Videos shared on social networks show a crowd of people marching through the streets of Buea, chanting in anger and waving branches of leaves. At the head of the crowd, a man holds the body of young Caro Louise Ndialle, who was shot in the head by a gendarme, a military police officer, at a checkpoint along the road. 

According to the young girl’s uncle, who spoke to the FRANCE 24 Observers team, Caro Louise Ndialle was one of three children in the car on the way to school, with her mother and a driver. When ordered to stop at the checkpoint and provide documents, the driver got out of the car and tried to negotiate with the officers, saying the children were late for school. When he went to get back into the car, one of the officers opened fire

Videos showing the gendarme, the mob and the dead girl have been circulating online. 

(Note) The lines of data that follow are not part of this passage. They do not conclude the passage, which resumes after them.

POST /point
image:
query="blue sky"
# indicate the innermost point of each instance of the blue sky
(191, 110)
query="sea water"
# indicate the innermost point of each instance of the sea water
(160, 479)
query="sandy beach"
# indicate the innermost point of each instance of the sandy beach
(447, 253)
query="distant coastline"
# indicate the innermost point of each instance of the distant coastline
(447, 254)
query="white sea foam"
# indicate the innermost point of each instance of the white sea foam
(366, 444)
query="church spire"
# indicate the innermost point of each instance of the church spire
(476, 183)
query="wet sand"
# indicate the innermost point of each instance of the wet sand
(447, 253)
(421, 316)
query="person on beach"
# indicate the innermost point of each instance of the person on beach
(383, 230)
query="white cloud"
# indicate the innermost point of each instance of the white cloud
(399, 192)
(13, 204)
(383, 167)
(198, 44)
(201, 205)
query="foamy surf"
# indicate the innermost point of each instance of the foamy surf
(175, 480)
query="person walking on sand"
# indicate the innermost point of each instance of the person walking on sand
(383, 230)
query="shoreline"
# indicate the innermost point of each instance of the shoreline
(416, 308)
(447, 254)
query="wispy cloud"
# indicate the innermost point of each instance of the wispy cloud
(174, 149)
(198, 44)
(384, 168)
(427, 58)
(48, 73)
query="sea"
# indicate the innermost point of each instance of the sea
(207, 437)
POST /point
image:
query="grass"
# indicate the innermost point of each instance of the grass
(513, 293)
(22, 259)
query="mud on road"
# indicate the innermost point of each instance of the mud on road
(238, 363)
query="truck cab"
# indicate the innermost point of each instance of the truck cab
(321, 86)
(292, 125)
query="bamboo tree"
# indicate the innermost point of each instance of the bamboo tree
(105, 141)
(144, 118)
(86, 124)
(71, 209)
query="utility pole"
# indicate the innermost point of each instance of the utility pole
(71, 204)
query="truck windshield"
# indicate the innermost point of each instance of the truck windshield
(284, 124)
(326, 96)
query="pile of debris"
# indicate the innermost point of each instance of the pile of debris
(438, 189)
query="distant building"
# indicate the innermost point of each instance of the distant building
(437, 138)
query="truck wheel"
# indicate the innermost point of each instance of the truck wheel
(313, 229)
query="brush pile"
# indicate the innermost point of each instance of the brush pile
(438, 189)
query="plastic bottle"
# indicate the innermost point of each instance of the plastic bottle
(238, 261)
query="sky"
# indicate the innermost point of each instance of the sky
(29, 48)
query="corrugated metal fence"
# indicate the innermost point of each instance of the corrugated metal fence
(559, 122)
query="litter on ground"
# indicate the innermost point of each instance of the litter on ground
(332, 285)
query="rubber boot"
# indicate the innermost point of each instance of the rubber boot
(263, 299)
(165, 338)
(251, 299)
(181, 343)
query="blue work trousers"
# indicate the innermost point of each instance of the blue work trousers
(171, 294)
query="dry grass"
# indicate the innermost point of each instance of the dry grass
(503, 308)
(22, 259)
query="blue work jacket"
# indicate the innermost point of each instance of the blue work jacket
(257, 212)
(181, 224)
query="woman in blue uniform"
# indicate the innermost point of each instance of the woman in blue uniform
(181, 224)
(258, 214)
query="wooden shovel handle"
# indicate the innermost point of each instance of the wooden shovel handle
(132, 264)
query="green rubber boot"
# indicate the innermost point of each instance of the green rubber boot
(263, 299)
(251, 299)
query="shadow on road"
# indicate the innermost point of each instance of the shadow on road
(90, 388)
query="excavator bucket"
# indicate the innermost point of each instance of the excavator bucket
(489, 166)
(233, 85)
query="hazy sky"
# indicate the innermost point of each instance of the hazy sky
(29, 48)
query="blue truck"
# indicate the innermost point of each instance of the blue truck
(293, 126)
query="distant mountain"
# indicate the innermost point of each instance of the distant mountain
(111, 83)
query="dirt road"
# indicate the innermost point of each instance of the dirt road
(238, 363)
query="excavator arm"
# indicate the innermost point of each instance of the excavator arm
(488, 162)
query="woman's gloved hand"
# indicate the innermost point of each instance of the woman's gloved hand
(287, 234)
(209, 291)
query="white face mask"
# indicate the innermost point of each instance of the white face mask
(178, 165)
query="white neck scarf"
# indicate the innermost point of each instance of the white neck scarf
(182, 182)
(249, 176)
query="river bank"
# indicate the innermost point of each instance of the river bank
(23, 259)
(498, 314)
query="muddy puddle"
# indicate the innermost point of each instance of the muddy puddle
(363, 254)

‘When people learned a child had been killed, they came from every corner’

Matthew (not his real name) is a journalist living in Buea who rushed to the scene after hearing about the child’s death. He spoke to us on condition of anonymity, fearing retribution from police.

When I got to the scene, I saw the vehicle in which the little girl was shot. I saw the gendarme. He had already been killed, so he was lying in the gutter with stones all around his body. A crowd had come to kill him immediately, because the place where this happened is very busy – there’s a lot of construction and a football pitch, in the mornings there are always a lot of people there. When they learned a child had been killed, they came from every corner towards the officer. They beat him with stones and took his gun. 

The crowd that killed the gendarme had taken the girl and were parading in the streets with her body. The crowd got really bitter after killing the officer and they wanted to take the corpse to the governor’s office. They started blocking the streets and disrupting traffic along the way. Everyone was holding green branches, or something green, because green signifies peace. 

The crowd brought the child’s body to the office of the governor, who tried to calm them by promising punishment for her death. 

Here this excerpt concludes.